Intra-Africa Trade and New Trade Deals:
Africa’s meagre 3% share in global trade requires policy action. One way of doing this is to boost intra-Africa trade. While global partners may show limited interest in new trade deals, fostering regional cooperation can provide the space for Africa’s internal growth. Recent evidence from the Economic Commission for Africa suggest that intra-African trade is associated with higher levels of value added and knowledge transfer than trade with the rest of the world. There is still a need to address policy fragmentation, and while the African Continental Free Trade Agreement might present opportunities, there are significant implementation issues that need to be addressed, notably in relation to rules of origin.
Industrial Policy and Flexibilities from WTO:
The return of industrial policy and new flexibilities from the WTO are essential considerations for the drafting of a new trade deal. Aligning trade policies with climate goals and emphasizing technology transfers can catalyse sustainable industrial development.
New challenges in climate and trade policies
New mechanisms such as Carbon Border Adjustment Mechanisms pose challenges for African economies, with various studies showing that they are the most exposed to the adverse effects of such mechanisms. It is important to identify mechanisms, such as targeted exemptions, that could mitigate these effects – alongside that technology transfers and fostering eco-friendly practices (e.g. like the Mozambique-EU deal promoting a shift from coal to green energy) are important.
“…the carbon border adjustment mechanism, which seeks to levy attacks on embedded carbon in certain products or the deforestation free products regulation, those are two EU regulations that have been receiving a lot of criticisms from different developing countries, but including the Africans, with regards to how that could negatively impact their development as well as their trade with this regard to EU.” – Colette van der Ven
Breaking Down Silos in Policy Making:
Global silo policy making is a challenge, not unique to Africa. Integrating ministries and creating collaborative centres for research can pave the way for cohesive policies addressing the nexus of trade, development, and climate.
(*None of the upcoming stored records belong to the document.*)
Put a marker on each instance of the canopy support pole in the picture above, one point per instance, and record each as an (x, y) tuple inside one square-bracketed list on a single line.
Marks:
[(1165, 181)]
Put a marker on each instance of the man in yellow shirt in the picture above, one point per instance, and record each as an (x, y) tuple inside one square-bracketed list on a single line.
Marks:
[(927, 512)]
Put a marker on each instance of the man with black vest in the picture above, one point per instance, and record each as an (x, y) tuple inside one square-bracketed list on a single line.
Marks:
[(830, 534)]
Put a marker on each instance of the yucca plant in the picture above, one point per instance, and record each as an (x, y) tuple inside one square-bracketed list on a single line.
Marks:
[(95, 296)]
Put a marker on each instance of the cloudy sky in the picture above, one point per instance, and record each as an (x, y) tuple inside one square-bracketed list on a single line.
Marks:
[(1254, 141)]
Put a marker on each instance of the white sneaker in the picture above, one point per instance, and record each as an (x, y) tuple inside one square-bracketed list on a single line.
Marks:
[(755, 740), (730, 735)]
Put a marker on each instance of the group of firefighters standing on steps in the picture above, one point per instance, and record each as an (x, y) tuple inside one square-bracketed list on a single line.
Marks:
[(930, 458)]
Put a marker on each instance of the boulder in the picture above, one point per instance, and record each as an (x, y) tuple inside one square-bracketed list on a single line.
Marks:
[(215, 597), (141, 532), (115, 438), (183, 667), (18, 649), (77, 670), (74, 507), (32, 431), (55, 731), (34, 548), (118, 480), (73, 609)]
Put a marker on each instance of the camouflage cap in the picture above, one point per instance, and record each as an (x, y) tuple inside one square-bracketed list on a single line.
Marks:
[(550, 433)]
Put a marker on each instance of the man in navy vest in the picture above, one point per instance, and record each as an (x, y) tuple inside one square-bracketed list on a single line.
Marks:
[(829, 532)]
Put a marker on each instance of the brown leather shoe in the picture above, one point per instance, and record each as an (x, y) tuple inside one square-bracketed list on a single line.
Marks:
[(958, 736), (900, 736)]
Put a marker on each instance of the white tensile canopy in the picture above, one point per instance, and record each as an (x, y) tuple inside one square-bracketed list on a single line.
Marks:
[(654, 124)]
The Call for a Global Triangle Forum:
At a global level discussion regarding trade, development and the environment have too often been fragmented, even in institutions such as the WTO that have bodies dedicated to each of these. A global forum recognizing the nexus of trade, development, and climate is proposed, though more research and deliberation are needed. This forum could serve as a platform for shared insights and collaboration.
African Continent’s Adaptive Approach:
Emphasizing good practices, policy consensus, and adaptive partnerships can bridge capacity gaps in Sub-Saharan Africa. The continent’s optimistic growth outlook, post-pandemic recovery, and the urgency to implement the AfCFTA terms provide hope for a brighter economic future.
Sub-Saharan Africa’s journey at the intersection of trade, climate, and development policies requires a multidimensional and collaborative approach. By leveraging the insights from the podcast and incorporating additional research, policymakers can navigate the complex nexus to foster sustainable and inclusive development in the region.